Hace unas semanas, se hacía público el acuerdo de MotoGP y Yamaha por el cual la categoría de Moto3 cambiará para siempre a partir de 2028. En ese momento, todas las motos de parrilla serán iguales tanto en motor como en chasis, y pasará a ser una simple copa monomarca con rango de campeonato mundial.
La idea no ha gustado mucho en general a pesar de que no se conocían los detalles. Pero para muchos ha sido una nueva confirmación de que lo único que importa en el motociclismo actual es la categoría reina. Y las previas son simples escalones que algunos puedan ir superando para llegar a ellas y otros, simplemente, quemen su talento y su dinero en ellos.
El anuncio original dejaba en el aire todos los detalles, y ahora estamos empezando a conocer alguno de ellos y de esa Moto3 que empleará un motor Yamaha derivado del bicilíndrico de la R7 de serie. Tras estas medidas se busca reducir costes, igualar prestaciones y actualizar la categoría a las exigencias físicas y técnicas de los pilotos actuales.

De los nuevos detalles se pueden sacar ya más conclusiones, y es que el peso de la moto subirá hasta rozar los 120 kg, con lo que ya no serán las motos ligeras actuales. Y también ganarán potencia para situarse por encima de los 90 CV, en lugar de los 60 que tienen las Moto3 hoy en día.
El concepto de Moto3, heredado de 125, morirá en 2028
Una decisión que cambia una vez más el concepto de ligereza para ser rápidos por el de más potencia para equilibrar un mayor peso. Eso sí, en términos de potencia bruta se acercará más a las Moto2, que actualmente rinden en torno a los 140 CV.
El tener motos que van a ser más pesadas y más grandes favorecerá, según el campeonato, a que los pilotos puedan estar más cómodos sobre las motos, ya que sus características físicas son diferentes a la de antaño.

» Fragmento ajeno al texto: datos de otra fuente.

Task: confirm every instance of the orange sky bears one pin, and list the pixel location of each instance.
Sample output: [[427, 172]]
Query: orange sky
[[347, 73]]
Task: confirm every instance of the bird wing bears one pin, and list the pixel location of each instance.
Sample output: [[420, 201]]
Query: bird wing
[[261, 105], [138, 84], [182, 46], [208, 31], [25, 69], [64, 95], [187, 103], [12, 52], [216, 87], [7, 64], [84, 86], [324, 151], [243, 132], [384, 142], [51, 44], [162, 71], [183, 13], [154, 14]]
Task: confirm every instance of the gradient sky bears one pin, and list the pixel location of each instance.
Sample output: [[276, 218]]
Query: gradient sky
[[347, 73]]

En cualquier caso, el punto más importante de todos será que, en teoría, se espera un abaratamiento de costes del 50% respecto a la categoría actual, haciéndola mucho más económica. Eso sí, no hay que olvidar que justo eso fue lo que en su día se prometía con Moto3 y Moto2.

Estas medidas también se implementarán en los campeonatos de acceso, con motos que serán más sencillas que las del campeonato y donde abaratar costes es una medida fundamental. Será el paso del tiempo quien diga si este cambio dentro del mundial es positivo o no. Lo que es seguro es que desde MotoGP se apuesta firmemente por él.
Así lo demuestran las palabras de Carlos Ezpeleta, director deportivo de MotoGP que afirmaba al respecto: “El objetivo es obtener mejores prestaciones respecto a la actual Moto3, con una relación en torno a los 120 kg para más de 95 caballos. Resolvemos tres grandes problemas: identidad mecánica absoluta para todos los pilotos, ergonomía más adecuada a las complexiones actuales y un recorte del 50% en los costes de gestión.”